A recent op-ed by Steve Rosenberg, “Sports: A Powerful Ally in the Battle Against Antisemitism” (Sept. 28) was excellent. However one sentence needs a more thorough explanation. Regarding the murder of the Israeli athletes by Black September, he wrote, “Avery Brundage, the IOC chair couldn’t find it in his heart to cancel one event in their memory.”
Brundage was a notorious antisemite going back to his position as head of the U.S. Olympic Committee in the 1936 Berlin Olympics.

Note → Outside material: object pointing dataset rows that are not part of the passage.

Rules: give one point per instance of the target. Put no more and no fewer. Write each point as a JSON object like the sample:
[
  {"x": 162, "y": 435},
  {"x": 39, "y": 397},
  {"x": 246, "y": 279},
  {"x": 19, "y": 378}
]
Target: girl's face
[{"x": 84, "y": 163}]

In the tryouts, one competitor was a skinny Jewish kid from New York City named Marty Glickman, a football and track star at Syracuse University. Glickman was undefeated in track. In the 100-meter dash, Glickman finished a close second to Jesse Owens and ahead of Ralph Metcalf. The U.S. track team coach was Dean Cromwell, the USC coach, and he said that the Owens won and Glickman finished fourth behind Ralph Metcalf and a USC runner. Since there were no photos or movies, there was no way to appeal. Only the first three competed in the Olympics at that time.

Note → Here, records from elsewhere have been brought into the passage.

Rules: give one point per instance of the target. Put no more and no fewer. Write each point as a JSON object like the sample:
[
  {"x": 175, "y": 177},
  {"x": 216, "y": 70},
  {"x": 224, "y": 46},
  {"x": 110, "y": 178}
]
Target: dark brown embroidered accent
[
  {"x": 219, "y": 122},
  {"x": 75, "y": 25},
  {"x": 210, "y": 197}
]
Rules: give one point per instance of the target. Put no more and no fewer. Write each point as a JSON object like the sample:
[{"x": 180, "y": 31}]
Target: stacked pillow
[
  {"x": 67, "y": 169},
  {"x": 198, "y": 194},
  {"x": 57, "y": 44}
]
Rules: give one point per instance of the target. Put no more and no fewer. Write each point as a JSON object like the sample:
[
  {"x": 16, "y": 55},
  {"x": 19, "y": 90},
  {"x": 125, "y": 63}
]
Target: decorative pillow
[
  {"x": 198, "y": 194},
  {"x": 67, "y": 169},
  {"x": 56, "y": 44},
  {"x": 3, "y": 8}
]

Brundage was an admirer of Adolph Hitler and had several meetings with him and other Nazi officials. Glickman and a fellow Jewish athlete, Sam Stoller, were supposed to run in the 100-meter relay, but Brundage insisted that they not compete in order “not to embarrass Hitler.” Although the other American athletes protested, Brundage insisted.
Glickman went on to have a successful career, becoming a sports announcer on the radio, movies and TV from the 1940s through the 1990s.